What do you get for all that scratch? Unlimited access to Perplexity’s Labs feature (“craft everything from reports and spreadsheets to dashboards and simple web apps”), first access to Perplexity’s upcoming browser (Comet), access to more powerful AI models, and “even more premium data sources and benefits from leading brands exclusive” to the new Max offering.
You can spend a lot of money on AI today:
Cursor: Up to $200 monthly
Perplexity: Up to $200 monthly
OpenAI: Up to $200 monthly
Google AI: Up to $250 monthly
Anthropic: Up to $100 monthly
You get the idea. Initially AI tools were priced like consumer SaaS. You got a lot for $10 or $15 per month. Despite falling inference costs — shoutout Nvidia — increasingly large and complex models found ways to consume ever more compute. That means that folks who want to use the most powerful models were effectively rate-limited by how much they paid for access to AI services. Enter the second generation of AI subscription pricing — $200 each month for the best stuff, with fewer or no rate limits.
The bad news is that it appears that AI’s era of dramatically undercharging for what was offered is likely fading.
The good news is that a good number of AI companies appear to think that they are offering enough value to charge their most active and demanding users a lot more. If the above service tiers prove popular, AI will have proved to the market that its TAM truly is enormous.
Media economics, part 47
Up top we linked to news that The Bulwark has reached 100,000 paying subscribers. It’s a huge feat, and one worth celebrating.
Elsewhere in digital media, things are looking somewhat grim. Here’s TechCrunch covering a recent dataset from SimilarWeb:
Since the launch of Google’s AI Overviews in May 2024, the firm found that the number of news searches on the web that result in no click-throughs to news websites has grown from 56% to nearly 69% as of May 2025.
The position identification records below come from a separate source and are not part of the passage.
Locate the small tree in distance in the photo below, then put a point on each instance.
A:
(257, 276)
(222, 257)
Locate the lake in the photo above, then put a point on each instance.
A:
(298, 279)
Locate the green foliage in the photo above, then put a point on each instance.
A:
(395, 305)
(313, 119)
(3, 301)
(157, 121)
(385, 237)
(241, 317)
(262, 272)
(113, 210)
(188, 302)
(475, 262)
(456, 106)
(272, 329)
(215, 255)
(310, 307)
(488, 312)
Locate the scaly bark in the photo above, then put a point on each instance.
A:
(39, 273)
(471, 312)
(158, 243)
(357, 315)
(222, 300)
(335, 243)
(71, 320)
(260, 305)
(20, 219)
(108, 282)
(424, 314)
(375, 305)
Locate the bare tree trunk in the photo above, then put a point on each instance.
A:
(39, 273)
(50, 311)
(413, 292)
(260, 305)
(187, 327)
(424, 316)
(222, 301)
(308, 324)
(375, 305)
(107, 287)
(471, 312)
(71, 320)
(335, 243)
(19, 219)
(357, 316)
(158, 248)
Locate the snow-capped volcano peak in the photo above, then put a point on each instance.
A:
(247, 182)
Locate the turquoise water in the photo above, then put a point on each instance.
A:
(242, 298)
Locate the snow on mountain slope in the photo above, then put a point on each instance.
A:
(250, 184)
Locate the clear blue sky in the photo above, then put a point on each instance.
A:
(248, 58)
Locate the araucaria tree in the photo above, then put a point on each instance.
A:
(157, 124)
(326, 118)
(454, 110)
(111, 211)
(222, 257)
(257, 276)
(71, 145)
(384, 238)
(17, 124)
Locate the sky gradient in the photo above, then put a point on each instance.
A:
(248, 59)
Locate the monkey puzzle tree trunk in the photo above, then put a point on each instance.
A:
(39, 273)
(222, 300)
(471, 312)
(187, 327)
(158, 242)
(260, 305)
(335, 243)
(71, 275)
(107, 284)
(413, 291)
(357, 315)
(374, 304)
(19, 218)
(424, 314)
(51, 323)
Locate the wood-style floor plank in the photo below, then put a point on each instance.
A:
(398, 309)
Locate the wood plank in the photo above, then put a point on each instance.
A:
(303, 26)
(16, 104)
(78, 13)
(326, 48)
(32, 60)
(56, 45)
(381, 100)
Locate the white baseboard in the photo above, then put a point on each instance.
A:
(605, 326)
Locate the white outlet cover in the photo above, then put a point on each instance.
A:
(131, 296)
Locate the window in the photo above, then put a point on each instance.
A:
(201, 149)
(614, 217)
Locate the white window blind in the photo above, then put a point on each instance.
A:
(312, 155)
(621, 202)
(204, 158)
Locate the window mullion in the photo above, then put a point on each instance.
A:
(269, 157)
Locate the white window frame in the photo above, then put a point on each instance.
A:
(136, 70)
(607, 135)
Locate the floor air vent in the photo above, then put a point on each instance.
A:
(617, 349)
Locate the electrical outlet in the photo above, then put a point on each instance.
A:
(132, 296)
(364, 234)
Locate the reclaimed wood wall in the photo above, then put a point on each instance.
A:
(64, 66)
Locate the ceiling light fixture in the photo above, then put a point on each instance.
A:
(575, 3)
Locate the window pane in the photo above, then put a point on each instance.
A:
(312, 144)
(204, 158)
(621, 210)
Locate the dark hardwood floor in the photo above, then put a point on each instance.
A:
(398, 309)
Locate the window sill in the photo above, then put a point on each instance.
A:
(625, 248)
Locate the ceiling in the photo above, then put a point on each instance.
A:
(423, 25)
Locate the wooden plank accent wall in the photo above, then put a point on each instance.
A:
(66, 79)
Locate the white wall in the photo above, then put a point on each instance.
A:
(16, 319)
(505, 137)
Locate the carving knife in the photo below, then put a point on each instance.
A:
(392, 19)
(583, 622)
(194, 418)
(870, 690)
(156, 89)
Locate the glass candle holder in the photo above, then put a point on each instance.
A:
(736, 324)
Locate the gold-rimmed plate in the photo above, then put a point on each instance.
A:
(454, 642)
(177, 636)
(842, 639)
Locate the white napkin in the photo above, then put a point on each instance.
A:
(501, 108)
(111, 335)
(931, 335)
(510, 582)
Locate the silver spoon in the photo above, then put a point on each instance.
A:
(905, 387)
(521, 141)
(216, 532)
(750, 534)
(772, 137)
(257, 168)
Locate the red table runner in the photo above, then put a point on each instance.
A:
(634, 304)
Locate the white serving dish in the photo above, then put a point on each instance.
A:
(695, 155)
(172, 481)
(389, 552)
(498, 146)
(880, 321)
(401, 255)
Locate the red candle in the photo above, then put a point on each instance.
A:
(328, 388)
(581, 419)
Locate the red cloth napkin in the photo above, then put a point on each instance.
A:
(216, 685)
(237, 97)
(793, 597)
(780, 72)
Not surprisingly, organic traffic has also declined, dropping from over 2.3 billion visits at its peak in mid-2024 to now under 1.7 billion.
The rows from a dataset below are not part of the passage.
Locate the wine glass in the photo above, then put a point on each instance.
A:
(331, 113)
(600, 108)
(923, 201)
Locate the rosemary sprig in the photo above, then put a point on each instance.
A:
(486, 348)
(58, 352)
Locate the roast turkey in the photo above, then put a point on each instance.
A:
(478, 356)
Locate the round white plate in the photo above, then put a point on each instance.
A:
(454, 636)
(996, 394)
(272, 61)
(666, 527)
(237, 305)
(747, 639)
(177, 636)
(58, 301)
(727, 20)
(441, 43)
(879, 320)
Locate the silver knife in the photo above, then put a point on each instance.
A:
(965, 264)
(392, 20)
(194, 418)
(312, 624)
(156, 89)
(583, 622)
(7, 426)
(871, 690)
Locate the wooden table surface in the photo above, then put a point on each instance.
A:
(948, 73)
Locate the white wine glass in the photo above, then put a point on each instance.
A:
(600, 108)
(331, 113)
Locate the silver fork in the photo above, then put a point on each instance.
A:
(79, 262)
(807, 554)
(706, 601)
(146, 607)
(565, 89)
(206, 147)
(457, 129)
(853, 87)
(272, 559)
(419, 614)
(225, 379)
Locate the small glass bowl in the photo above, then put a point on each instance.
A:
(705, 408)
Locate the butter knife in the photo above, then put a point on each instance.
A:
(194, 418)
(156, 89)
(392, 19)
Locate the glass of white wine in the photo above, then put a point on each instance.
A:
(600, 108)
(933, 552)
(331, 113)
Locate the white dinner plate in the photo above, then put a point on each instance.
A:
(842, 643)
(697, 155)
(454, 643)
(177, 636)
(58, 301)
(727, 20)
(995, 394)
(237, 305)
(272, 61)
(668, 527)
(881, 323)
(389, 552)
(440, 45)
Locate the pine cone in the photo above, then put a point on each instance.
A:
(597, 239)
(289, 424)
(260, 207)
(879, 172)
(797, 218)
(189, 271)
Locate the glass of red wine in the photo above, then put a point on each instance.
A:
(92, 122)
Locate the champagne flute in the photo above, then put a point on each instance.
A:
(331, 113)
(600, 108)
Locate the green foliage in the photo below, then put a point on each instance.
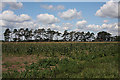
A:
(66, 60)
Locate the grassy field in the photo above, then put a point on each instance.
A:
(60, 60)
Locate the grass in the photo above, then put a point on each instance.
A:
(60, 60)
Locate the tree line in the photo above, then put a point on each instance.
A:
(42, 35)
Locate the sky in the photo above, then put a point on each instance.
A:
(60, 16)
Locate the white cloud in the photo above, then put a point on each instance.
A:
(11, 17)
(81, 24)
(51, 7)
(70, 14)
(110, 9)
(111, 28)
(47, 19)
(105, 21)
(12, 5)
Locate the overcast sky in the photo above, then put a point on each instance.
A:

Google, perhaps in response, is putting in a little bit more effort to support publishers, The Information reports, including hiring more sales staff for Google Ad Manager.
On one hand, Google is closing the key avenue for the average person to reach online information, while also mining that information to power its AI models; on the other, Google Ad Manager will have some more staff. Which side of that equation do you think carries more weight?
Correct! The answer is Cloudflare and Fastly, which are making attempts to rewire the web to force a shift in economic value destination, away from aggregators and towards first-party sites. At this point, as a person who writes online, I fully expect Google to make my life worse to make its life better. And the search giant is only making me more confident through its net actions over time.